No país mais poderoso do planeta, a métis não existe. Os norte-americanos que comandam o Google e o Facebook não pediram aos seus usuários (ou aos governos deles) licença antes de facilitarem à NSA o acesso às informações privadas deles. Os programadores da Microsoft não se recusaram a criar portas nos fundos nos programas que seriam vendidos em outros países prevendo que isto poderia acarretar um imenso conflito diplomático entre os EUA e seus aliados tradicionais. O próprio governo dos EUA não teve a decência de comunicar aos seus parceiros e à comunidade internacional o que pretendia fazer. Muito pelo contrário, a Casa Branca agiu como se a Lei Internacional, que garante a soberania dos outros países e o sigilo da comunicação dos cidadãos de todos Estados membros da ONU, não existisse, não estivesse em vigor ou pudesse ser simplesmente ignorada.

Os norte-americanos que criaram o novo pesadelo orwelliano e que o apoiam certamente acreditam que Deus já lhes concedeu a graça, que eles não precisam fazer absolutamente nada para ser salvos ou, no limite, que tudo que eles fizeram, fazem ou farão será aprovado pela divindade. Isto explica, por exemplo, porque os EUA chegou ao absurdo de espionar até o Papa, como se o sorridente e inofensivo Francisco fosse uma espécie de Senhor da Guerra Medieval capaz de movimentar exércitos poderosos ad urbe et orbi. Todavia, esta estranha religião norte-americana que pretende nos obrigar (e que de fato já nos obrigou) a compartilhar todas as nossas informações com os analistas da NSA, que justifica as invasões realizadas nos computadores e até nos celulares dos governantes que nós elegemos, não vai conseguir interromper o curso da História.

Prova disto é que um único analista da NSA dotado de métis foi capaz transformar o sonho norte-americano de controle absoluto da internet numa oportunidade para sua verdadeira democratização. Tudo isto à revelia da Casa Branca e contra a vontade dos políticos e religiosos que apoiaram e apoiam a edificação do império virtual que começou a ser destroçado por Snowden. Apesar da esmagadora maioria das pessoas comuns que usam a internet não conhecer o suficiente de programação para poder se proteger do Leviatã virtual, milhões de pessoas aprenderam que a métis de um único especialista em computação foi capaz de mudar todo o cenário mundial. A tecnologia que produziu o universo do controle e a religião moral politizada que acreditava poder controlá-lo foram abaladas pelo imponderável, foram sobrepujadas por um tipo de inteligência que era muito valorizada pelos gregos (mas que infelizmente andava meio esquecida nos últimos tempos).

Oxalá a métis de Snowden acorde nossas próprias argúcias intelectuais.
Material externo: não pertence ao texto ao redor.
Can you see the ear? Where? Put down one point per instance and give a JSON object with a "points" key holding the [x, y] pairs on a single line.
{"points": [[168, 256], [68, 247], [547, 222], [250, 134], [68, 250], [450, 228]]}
Pois assim, poderemos apoiar nossos governos contra o império virtual criado pelos EUA e, ao mesmo tempo, afogar os norte-americanos em informações irrelevantes impedindo-os de ter acesso ao que realmente interessa. A FSB orientou seus analistas a voltarem a usar máquinas de escrever. A métis dos russos, como se vê, ativou-se rapidamente. E a do governo brasileiro? Por quanto tempo o Brasil ainda permitirá que os espiões norte-americanos violem nossa privacidade, inclusive usando bases dentro do nosso território?